600 Israelis Travel to Egypt for Pilgrimage

600 Israelis Travel to Egypt for Pilgrimage

Cairo airport officials said some 290 Israelis arrived on Tuesday on their way to the tomb of Rabbi Yaakov Abuhatzeira near the Mediterranean port city of Alexandria. The commemoration of the anniversary of his death will take place Saturday.

The number of Israelis who came to Egypt this year to attend the anniversary of the Rabbi’s death reached 564 on Wednesday morning and is expected to exceed 600 amid tight security at hotels and along their path to the Demitu Center in Damanhour.
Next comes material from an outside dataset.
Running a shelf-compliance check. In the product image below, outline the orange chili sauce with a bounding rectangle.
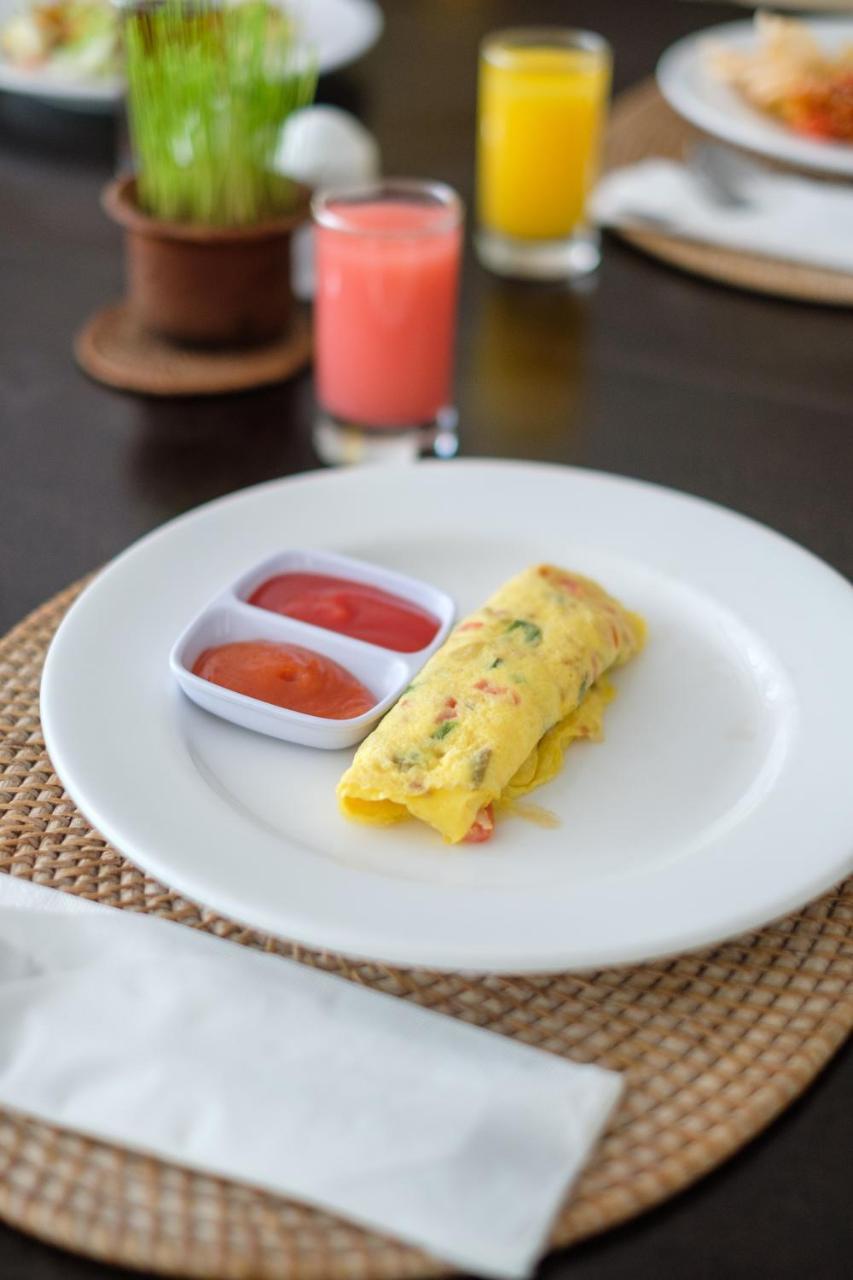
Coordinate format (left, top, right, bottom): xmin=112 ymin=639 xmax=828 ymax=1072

Security sources said at Cairo International Airport said that among the Israelis who had arrived yesterday, there were 40 rabbis and Jewish clergy, and that the Egyptian security authorities have taken all necessary actions to insure their safety. The authorities have secured their arrival at Cairo Airport, places of residence, Egyptian hotels as well as securing access to the Demitu Center for Damanhur, stressing that the security arrangements will continue at the highest level until the end of the celebrations.

Security forces prevented journalists from accessing the area and have police cars ready to transport journalists outside the city of Damanhur

Egyptian political activists were planning to protest in the Al Behira Governorate, however the security suppressed demonstrations before they began and arrested 3 activists from the Kefaya Movement, though they were released on Wednesday.

The elderly Rabbi Abuhatzeira was making his way from his native Morocco to the Holy Land in 1879 when he fell ill and died in the Egyptian city of Damanhour.

In the winter of 1879, Rabbi Yaakov wound his way from Morocco through Algeria, Tunisia and Libya on his way to the land of Israel when he passed away in Damanhour, Egypt. He was buried in Nekraha and is commemorated with a pilgrimage to his burial site on the 19th day of the Jewish month of Tevet each year. By Egyptian law, visitors are only allowed at the site during the days surrounding the annual pilgrimage.

Egypt has, in recent years, allowed a limited number of pilgrims to the celebration. Israeli newspapers say, however, that President Hosni Mubarak accepted a request from Prime Minister Binyamin Netanyahu on his visit to Egypt last week to allow an unlimited number in the future.

Last year, Egypt refused to permit Israelis to come to the gravesite as a result of Israel’s counter terrorism campaign in Gaza, Operation Cast Lead.

The Israeli Consul General in Alexandria, Hassan Ka’abia, said at least 600 Israelis have applied for visas to come this year, with more Jews coming from around the world, especially from France.